Ein trauriger Vorfall, zumal viele Mostarer besonders stolz darauf waren, dass ihre Statue noch vor dem Denkmal in Hongkong enthüllt wurde. Dort wurde am Sonntag eine überlebensgroße Lee-Figur auf der Avenue of The Stars, dem Pendant zu Hollywoods "Walk of Fame", enthüllt.

Im Bosnien-Krieg 1992 bis 1995 hatte Mostar schwere Schäden davongetragen. Das Wahrzeichen der Stadt, die im Krieg zerstörte mittelalterliche Brücke, war erst im vergangenen Jahr wiedereröffnet worden.
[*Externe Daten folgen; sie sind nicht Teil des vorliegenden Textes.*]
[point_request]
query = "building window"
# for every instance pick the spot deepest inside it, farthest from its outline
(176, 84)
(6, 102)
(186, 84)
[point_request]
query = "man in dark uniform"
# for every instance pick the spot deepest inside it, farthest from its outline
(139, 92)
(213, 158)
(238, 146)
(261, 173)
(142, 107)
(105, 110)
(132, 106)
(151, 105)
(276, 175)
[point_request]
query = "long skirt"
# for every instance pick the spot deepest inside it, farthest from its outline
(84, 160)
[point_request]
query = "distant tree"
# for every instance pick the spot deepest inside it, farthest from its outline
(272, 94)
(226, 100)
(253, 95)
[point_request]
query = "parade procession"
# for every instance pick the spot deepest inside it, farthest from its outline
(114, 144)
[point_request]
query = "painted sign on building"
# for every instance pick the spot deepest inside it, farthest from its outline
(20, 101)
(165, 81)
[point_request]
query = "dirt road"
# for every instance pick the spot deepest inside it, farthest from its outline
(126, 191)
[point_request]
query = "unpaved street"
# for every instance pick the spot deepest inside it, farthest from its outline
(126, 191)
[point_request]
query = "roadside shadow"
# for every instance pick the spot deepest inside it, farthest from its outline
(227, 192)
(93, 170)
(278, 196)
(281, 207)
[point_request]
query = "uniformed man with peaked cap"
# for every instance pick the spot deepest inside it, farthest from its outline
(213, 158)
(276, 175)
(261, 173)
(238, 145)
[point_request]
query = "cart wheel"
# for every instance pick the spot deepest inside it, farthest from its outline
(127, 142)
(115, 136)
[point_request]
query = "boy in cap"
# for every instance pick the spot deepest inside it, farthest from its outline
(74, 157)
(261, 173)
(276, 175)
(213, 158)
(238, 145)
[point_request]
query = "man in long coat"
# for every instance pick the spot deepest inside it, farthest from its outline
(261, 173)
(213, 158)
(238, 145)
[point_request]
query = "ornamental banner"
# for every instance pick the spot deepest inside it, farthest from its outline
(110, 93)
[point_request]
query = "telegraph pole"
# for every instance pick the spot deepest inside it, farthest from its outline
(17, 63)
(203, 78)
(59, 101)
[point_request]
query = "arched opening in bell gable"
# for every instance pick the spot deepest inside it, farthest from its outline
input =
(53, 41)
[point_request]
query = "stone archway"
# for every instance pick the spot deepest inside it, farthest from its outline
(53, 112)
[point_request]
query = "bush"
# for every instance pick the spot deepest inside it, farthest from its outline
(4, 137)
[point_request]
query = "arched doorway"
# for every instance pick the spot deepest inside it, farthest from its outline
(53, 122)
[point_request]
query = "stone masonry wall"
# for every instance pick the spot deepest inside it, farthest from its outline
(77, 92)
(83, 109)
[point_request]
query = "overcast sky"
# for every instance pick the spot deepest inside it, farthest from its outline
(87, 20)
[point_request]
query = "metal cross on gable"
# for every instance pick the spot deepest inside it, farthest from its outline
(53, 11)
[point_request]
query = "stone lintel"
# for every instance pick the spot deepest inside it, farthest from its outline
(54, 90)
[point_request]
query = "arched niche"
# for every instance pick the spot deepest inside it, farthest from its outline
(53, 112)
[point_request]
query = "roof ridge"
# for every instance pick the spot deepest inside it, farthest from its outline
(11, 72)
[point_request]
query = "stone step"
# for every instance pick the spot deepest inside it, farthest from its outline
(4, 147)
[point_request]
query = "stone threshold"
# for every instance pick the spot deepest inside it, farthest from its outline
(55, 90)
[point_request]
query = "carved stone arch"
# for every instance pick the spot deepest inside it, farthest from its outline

Das Verhältnis zwischen Kroaten und Moslems in der lange Zeit geteilten Stadt bleibt gespannt. Die beiden Volksgruppen leben nach wie vor voneinander getrennt in verschiedenen Stadtteilen. Die seit dem Kriegsende errichteten Denkmäler erinnern allesamt an ihre jeweiligen Helden, ebenso die Straßennamen.